Reu sound asleep. This photo is here mostly so you can see the effects of his Friday tumble still manifesting themselves. He's still swollen, and today is mostly green and yellow, with a line of purple under his eye.
These are the kinds of times when I am so grateful that Matt works at home. Owen helped to move Krassi to a clean spot on the floor while Leah ran down to the basement to get Dad who came up to the rescue so I didn't have to move Reuben and risk waking him at the wrong point in his sleep cycle and triggering another seizure.

As much as it was tough to hear him vomiting (and again, no signs of distress whatsoever - how to know how he's really feeling??) it was SO neat to be able to respond - to know that he had someone near him speaking comfortingly to him. To know that it was mere minutes, if that, that he had to be near the smell of the vomit before someone was cleaning it up off the floor and off of him. To know that his clothes were changed right away, and when the chills hit him, he had his Daddy to wrap him up and hold him close until he warmed up.
Another smaller episode about an hour later resulted in the decision that it was bath time. Krassi loves his baths. As many times as it's hard to decode what his emotional responses to different things are, there are some things that I can not interpret any other way than sheer delight. ;) And bath time is one of those!

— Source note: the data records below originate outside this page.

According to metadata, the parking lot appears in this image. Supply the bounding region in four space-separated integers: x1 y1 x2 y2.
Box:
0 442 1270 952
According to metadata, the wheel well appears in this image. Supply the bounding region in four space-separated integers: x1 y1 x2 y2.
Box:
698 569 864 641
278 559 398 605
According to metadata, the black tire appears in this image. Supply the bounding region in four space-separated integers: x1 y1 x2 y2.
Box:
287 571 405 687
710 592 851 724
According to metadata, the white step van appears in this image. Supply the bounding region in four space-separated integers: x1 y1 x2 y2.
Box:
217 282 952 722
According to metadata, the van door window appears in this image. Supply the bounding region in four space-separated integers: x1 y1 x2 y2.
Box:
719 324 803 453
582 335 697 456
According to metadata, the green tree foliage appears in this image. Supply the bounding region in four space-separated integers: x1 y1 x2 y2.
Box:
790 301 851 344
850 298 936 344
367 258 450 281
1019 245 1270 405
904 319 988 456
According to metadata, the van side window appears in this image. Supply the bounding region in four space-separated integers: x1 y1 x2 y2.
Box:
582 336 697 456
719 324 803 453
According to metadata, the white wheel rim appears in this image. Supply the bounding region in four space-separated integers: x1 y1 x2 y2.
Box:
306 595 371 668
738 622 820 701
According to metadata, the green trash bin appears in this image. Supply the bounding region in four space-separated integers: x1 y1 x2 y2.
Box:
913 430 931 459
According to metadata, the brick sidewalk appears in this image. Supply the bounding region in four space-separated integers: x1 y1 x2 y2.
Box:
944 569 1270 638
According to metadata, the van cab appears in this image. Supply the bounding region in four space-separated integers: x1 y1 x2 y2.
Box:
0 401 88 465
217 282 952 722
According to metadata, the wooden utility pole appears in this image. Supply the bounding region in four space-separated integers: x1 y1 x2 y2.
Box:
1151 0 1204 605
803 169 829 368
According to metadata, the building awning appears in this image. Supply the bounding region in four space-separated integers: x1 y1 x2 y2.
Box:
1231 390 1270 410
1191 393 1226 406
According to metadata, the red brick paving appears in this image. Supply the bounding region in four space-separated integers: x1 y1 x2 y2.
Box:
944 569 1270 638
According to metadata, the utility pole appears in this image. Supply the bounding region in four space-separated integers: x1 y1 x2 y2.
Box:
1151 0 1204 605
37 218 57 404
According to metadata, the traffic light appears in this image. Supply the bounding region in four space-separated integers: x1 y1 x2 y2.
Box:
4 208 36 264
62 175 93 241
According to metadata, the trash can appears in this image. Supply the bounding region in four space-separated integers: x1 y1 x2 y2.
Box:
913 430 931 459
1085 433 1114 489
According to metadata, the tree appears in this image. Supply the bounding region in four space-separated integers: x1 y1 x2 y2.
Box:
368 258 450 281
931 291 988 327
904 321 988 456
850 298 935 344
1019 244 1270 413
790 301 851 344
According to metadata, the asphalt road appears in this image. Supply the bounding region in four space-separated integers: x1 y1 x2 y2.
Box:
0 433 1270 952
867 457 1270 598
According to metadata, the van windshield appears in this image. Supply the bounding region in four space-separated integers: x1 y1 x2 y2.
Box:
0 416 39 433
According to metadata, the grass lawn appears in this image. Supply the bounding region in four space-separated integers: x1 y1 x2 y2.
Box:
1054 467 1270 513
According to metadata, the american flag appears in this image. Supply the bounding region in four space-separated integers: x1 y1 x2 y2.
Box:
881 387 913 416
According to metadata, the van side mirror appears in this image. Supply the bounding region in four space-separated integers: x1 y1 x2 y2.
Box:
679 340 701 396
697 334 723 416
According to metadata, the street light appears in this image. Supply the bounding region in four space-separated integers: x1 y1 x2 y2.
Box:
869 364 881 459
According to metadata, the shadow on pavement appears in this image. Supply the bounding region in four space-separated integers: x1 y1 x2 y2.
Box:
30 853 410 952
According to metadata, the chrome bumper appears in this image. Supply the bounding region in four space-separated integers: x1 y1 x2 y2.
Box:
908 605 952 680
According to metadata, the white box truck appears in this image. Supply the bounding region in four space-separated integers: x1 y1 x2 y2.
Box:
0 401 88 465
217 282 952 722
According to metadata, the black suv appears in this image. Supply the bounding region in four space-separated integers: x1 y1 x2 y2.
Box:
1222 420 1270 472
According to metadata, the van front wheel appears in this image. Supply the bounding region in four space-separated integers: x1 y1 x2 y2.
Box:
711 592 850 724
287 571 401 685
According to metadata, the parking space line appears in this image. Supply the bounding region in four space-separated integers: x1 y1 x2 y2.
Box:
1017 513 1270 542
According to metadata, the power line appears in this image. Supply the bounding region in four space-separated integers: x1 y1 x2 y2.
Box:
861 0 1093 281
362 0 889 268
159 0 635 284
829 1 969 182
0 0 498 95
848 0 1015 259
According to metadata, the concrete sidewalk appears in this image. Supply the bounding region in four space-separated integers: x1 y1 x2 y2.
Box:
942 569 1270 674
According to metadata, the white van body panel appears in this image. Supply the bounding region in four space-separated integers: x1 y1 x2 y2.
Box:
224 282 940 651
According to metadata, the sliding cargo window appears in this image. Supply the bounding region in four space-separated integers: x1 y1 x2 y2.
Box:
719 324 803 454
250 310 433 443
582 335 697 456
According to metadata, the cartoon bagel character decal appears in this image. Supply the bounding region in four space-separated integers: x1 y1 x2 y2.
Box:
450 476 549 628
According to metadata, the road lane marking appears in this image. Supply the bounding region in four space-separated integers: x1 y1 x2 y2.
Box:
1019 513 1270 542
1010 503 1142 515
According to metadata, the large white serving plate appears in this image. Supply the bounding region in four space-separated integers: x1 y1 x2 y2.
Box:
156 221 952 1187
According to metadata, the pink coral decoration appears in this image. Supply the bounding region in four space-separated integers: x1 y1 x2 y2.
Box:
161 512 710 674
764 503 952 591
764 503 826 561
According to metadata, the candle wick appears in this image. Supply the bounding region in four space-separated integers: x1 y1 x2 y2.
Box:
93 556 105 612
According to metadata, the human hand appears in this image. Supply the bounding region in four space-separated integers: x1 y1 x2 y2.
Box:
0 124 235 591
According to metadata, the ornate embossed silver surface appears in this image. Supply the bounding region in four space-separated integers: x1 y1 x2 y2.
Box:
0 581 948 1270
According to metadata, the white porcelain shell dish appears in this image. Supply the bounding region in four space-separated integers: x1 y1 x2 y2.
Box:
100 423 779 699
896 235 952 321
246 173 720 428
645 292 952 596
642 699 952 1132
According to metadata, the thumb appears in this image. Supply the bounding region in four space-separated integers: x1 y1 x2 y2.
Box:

We took it r-e-a-l-l-y slow on food at supper time, and so far have had good results. Looking forward to giving him a real meal tomorrow. All in all, not a bad day, and it gives us one more day of showing Krassi what it means to be part of a family. We go places, mommy is with you, we come home, family is with you. You throw up, daddy is with you, you are cared for, you are safe. We love you, tiny boy! And you are definitely worth the time it is going to take to get into your head and your heart and walk this road along side of you.